May 15, 2007

Siege Mentality

Posted at 7:16 AM by Greg Flynn

If you ever want to understand the significance and insidiousness of James Arthur Pope and John Hood in framing political debates in North Carolina there are some articles that reveal motivation and methods in undermining progressive policies.

In an article in Philanthropy Magazine, Transforming Public Policy, The Evolving Relationship Between Donors and Think Tanks, by John J. Miller, September 25, 2006, Pope describes starting the John Locke Foundation, modeled after the Heritage Foundation and the Cato Institute.

Soundbites:

“A lot of good ideas come from national publications, but they need to be applied to the specifics of North Carolina so that we can win policy debates here,” he says. “We also need to develop a relationship with the public, opinion leaders, and the news media on the state level.”

Mindbites:

It excelled at providing accurate (sic) information in a form that policymakers and their aides could digest—a lesson Pope learned during his days with the governor. “I knew that when Gov. Martin was on the fly, you didn’t give him a 30-page policy paper,” says Pope. “You gave him the one-page summary, and you prepared yourself to answer his questions from having read the whole report.”

Winner takes all:

“In public policy, it’s hard to measure results—in a business, there are profit and loss statements, and in a political campaign, you either win or lose,” says Pope. “But I’m convinced we’re making a difference in North Carolina.”

In Reason Magazine Bush's Missed Opportunity January 21, 2004, John Hood writes:

In my 2001 book Investor Politics, I wrote that conservatives and libertarians had failed to make any real headway in their fight against big government in Washington because they had wrongly seen it as an open-field battle with a willing adversary. They tended to charge, lances couched, banners flying, right into a stone wall—because the welfare state isn't an opposing army. It is a fortress. It is surrounded by high walls, deep moats, and angular bastions. It cannot be taken by a frontal attack. But perhaps it can be undermined, in the original sense of the term of creating breaches in the walls by digging underneath and using fire to collapse the tunnel.

Emphasis added

The Pope model is a war of attrition, death by a thousand paper cuts followed by a bonfire of vanity publications to immolate the institutions against which Pope et al chafe but which bond and serve us in a free society, however flawed.

When John Locke wrote about freedom of religion, I don't think he had money in mind as one of the religions.

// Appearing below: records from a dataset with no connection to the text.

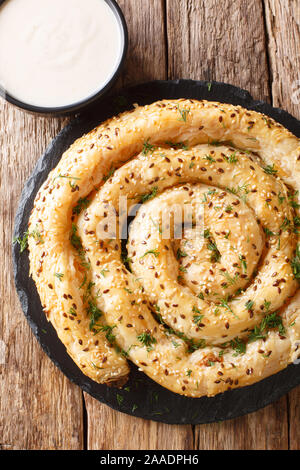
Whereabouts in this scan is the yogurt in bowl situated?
[0,0,127,113]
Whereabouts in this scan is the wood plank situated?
[265,0,300,118]
[0,99,83,449]
[84,0,193,450]
[167,0,288,449]
[265,0,300,450]
[167,0,269,100]
[84,397,193,450]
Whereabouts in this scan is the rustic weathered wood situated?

Speaking of John Locke and religion, one of the "Fundamental Constitutions of Carolina" attributed to Locke often seems to be ignored by the foundation bearing his name:

Ninety-seven. But since the natives of that place, who will be concerned in our plantation, are utterly strangers to Christianity, whose idolatry, ignorance, or mistake gives us no right to expel or use them ill; and those who remove from other parts to plant there will unavoidably be of different opinions concerning matters of religion, the liberty whereof they will expect to have allowed them, and it will not be reasonable for us, on this account, to keep them out, that civil peace may be maintained amidst diversity of opinions, and our agreement and compact with all men may be duly and faithfully observed; the violation whereof, upon what presence soever, cannot be without great offence to Almighty God, and great scandal to the true religion which we profess; and also that Jews, heathens, and other dissenters from the purity of Christian religion may not be scared and kept at a distance from it, but, by having an opportunity of acquainting themselves with the truth and reasonableness of its doctrines, and the peaceableness and inoffensiveness of its professors, may, by good usage and persuasion, and all those convincing methods of gentleness and meekness, suitable to the rules and design of the gospel, be won ever to embrace and unfeignedly receive the truth; therefore, any seven or more persons agreeing in any religion, shall constitute a church or profession, to which they shall give some name, to distinguish it from others.

When the Locke Foundation next rails against Muslims or, swearing on a Koran, it might also review this article of the "Fundamental Constitutions of Carolina":

One hundred. In the terms of communion of every church or profession, these following shall be three; without which no agreement or assembly of men, upon presence of religion, shall be accounted a church or profession within these rules: 1st. "That there is a God." II. "That God is publicly to be worshipped." III. "That it is lawful and the duty of every man, being thereunto called by those that govern, to bear witness to truth; and that every church or profession shall, in their terms of communion, set down the external way whereby they witness a truth as in the presence of God, whether it be by laying hands on or kissing the bible, as in the Church of England, or by holding up the hand, or any other sensible way."